Kalbir and Nisha have sent this graphic and disturbing account of police harassment on June 30 in London. They pose some challenging questions for youth workers and everyone involved in building a movement of resistance to the austerity package.
When we reached the demonstration in Central London, we were glad to see so many school and university students had come out to support their teachers, lecturers and parents in a show of solidarity. Understandably, few had the stomach for the old trade union style meeting that was scheduled at the Methodist Hall in Westminster. Instead, the sunshine called on young people to make their solidarity felt through music, dance and the banners they’d made.
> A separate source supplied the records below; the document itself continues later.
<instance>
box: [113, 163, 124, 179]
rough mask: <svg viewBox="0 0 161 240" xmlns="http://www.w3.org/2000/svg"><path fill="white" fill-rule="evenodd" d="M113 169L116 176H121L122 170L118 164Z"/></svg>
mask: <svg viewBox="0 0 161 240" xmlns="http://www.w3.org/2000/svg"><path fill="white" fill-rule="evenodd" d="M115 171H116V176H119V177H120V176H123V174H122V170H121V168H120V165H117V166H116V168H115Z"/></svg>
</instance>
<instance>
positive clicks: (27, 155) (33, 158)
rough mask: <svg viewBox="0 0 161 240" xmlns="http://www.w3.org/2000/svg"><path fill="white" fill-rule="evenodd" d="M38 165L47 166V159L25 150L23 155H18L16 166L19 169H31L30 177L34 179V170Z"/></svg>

Unlike the first anti-tuition fees protest, police were in plentiful supply this time! The police were fishing for young people to pull out of the crowds. Some young men were targetted, snatched and taken to Charing Cross police station and others were taken from the crowd for a stop and search operation. Notably, the young people who were targeted happened to be wearing hoods, scarves or carrying rucksacks.
Some were issued with tickets after a lengthy and seemingly unnecessary search that identified them and what they were carrying. They were sometimes allowed to leave after the police had taken the individual’s details for the record. We came across one young black man who told us this was his second stop and search that afternoon!
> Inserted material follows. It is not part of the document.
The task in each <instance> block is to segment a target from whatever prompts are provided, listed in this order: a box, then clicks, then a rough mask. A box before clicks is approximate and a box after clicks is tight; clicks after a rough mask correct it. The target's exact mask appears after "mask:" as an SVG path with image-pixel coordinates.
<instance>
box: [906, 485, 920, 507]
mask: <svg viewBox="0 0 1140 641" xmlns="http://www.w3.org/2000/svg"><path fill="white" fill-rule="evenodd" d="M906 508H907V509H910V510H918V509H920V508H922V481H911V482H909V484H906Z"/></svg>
Others were seized from crowds by specialist officers in soft baby blue caps carrying riot helmets on their belts.
Kettling has now been deemed illegitimate unless used as a last resort, but it was used in Whitehall on June 30th to stop groups of young people entering Trafalgar Square without being processed. The injustice in targetting young people was palpable and produced cries from the crowd of ‘shame on you’ against the police whenever a young person was taken.
Surely the young people who were taken aside and those who had been arrested that day had committed a crime? No they hadn’t. For example, this young man pictured below told us he’d been wounded by officers when he ran to someone’s aid. The result of being brutally kicked by police boots is clear in the photo:
Then we got a phone call from a UCU member who we were expecting to meet at the protest. His teenage son had been taken to a police station ‘under suspicion’ that he might just, possibly commit criminal damage whilst on the protest. He had done nothing criminal but he is being charged on the basis of a suspected thought crime!
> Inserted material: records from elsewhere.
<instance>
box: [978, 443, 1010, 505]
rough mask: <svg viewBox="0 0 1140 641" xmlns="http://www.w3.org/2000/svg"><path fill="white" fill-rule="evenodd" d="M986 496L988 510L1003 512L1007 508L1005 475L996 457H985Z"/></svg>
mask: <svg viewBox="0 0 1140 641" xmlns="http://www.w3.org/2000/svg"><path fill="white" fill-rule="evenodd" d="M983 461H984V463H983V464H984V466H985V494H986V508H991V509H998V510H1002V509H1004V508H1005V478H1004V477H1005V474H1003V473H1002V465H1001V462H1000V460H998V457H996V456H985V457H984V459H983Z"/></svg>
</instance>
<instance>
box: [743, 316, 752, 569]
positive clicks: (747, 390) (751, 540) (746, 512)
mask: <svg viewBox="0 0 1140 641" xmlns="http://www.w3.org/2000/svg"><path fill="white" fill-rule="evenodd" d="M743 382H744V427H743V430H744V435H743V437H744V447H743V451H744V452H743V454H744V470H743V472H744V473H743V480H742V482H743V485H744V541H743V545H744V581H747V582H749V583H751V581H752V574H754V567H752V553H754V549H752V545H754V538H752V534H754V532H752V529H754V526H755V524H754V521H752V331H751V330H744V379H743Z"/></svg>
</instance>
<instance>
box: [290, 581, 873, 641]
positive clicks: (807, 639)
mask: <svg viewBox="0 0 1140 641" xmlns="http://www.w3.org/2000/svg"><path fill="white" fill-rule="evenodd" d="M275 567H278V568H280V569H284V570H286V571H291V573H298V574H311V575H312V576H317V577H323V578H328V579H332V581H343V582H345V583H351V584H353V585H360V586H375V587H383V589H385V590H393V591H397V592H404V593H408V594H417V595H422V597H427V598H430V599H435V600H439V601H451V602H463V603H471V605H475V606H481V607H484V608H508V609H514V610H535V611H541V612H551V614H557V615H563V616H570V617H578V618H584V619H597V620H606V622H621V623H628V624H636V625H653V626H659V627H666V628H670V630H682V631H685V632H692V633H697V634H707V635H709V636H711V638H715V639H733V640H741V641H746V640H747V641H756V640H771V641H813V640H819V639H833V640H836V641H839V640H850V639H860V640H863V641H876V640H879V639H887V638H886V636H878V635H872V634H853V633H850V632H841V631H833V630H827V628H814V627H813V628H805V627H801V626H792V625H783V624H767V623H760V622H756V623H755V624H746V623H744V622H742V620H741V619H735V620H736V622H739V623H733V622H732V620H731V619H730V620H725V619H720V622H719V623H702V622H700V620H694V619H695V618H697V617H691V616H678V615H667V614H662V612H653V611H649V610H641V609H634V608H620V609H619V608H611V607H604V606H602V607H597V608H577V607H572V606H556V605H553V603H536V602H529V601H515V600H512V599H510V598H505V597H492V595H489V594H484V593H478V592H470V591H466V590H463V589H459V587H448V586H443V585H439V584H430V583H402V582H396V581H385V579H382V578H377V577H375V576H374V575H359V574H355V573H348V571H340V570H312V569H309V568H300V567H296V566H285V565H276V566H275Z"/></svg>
As youth workers and youth work trainers, we are all familiar with the use of ‘sus’ laws, particularly against young black men. On this demonstration, they were used against young people generally.
It was during the student fees protests that young people protesting against the current government’s austerity measures came to be criminalised. Once, you had to be a young black man or a young Asian man to be systematically stopped under suspicion. Now, just by exercising the right to protest a young person has become vulnerable to being put on a police database.
Trade unions and activists who want to broaden the protest movement and make it intergenerational need to identify how to defend young people who take to the streets. There is already a national campaign to ‘Defend the Right to Protest’ (www.defendtherighttoprotest.org) which proves that young people are working to exercise their rights to protest and are struggling to make their voices heard in the face of repressive policing.
Of course, we must support such campaigns. However, there is much to be done even before young people find themselves under arrest. After all, solidarity is a two way street – so when young people show solidarity with adults, adults must work with young people to put measures in place that ensure young people’s safety. Rights Cards are a great start but they are simply not enough to ensure young people’s safety. For example, one young person arrested on June 30th had his rights card whipped away from him by officers.
Proper safeguards are needed along with joint youth and adult stewarding. Organisers and unions must also refuse to accept that young people who protest are automatically potential criminals, even in the face of the media onslaught.
These have to be the basics of organising protests that take into account the vulnerability and capabilities of our young people. Unless we work with young people to put protective measures in place, we’re leaving young people at the mercy of a state that has declared an ideological offensive against them, minorities and the working class.